Marc Crossman, who serves as chief financial officer and chief operating officer of Playboy, Inc. (NASDAQ: PLBY), executed a sale of 104,035 shares of the company's common stock on March 25, 2026. According to the transaction details, the disposition was carried out to satisfy tax withholding requirements arising from the settlement of restricted stock units.
The sale prices ranged from $1.645 to $1.745 per share, producing aggregate proceeds of $172,843. After the transaction settled, Crossman continued to hold 769,759 shares of Playboy common stock directly. In addition, his spouse is listed as owning 19,608 shares that are held indirectly.
Market-value context provided in the same reporting notes that InvestingPro analysis indicates the stock appears overvalued at current market levels when measured against Fair Value estimates. The analysis also reflects an analyst consensus that the company is expected to return to profitability this year. For investors seeking additional data and company-level insight, comprehensive Pro Research Reports covering PLBY and more than 1,400 other U.S. equities are available.

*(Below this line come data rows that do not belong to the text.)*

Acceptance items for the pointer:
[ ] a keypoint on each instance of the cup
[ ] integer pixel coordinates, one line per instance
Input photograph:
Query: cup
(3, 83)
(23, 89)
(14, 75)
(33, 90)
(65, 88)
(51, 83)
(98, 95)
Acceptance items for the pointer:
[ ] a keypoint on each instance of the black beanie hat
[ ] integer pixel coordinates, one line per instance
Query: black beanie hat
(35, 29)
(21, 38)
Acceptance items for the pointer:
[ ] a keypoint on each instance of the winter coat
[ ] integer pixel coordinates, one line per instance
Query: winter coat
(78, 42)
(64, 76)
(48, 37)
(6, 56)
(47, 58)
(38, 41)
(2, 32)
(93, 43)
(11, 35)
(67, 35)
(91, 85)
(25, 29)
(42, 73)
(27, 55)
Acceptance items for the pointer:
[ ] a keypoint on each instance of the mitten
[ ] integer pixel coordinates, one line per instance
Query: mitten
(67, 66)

Separately from the insider transaction, Playboy announced fourth-quarter 2025 results on March 16, 2026 that outperformed analyst expectations. The company reported earnings per share of $0.03, above the $0.01 consensus estimate, and revenue of $34.9 million, compared with a forecast of $33.42 million. Those quarterly results were highlighted as a positive development for observers tracking the company’s financial performance.
The public filings and reporting around the sale do not reference any current merger or acquisition activity involving Playboy. Likewise, there were no recent analyst upgrades or downgrades cited in the material accompanying the transaction. Beyond the items noted here, no additional substantial company news has been reported recently.
Taken together, the insider sale and the reported quarter give investors data points on both management's tax-driven share activity and the company’s near-term operating trajectory. The share sale was explicitly linked to tax withholding from RSU settlement rather than a broader cash-raising or diversification move, and the quarter’s results provide a snapshot of recent revenue and earnings momentum.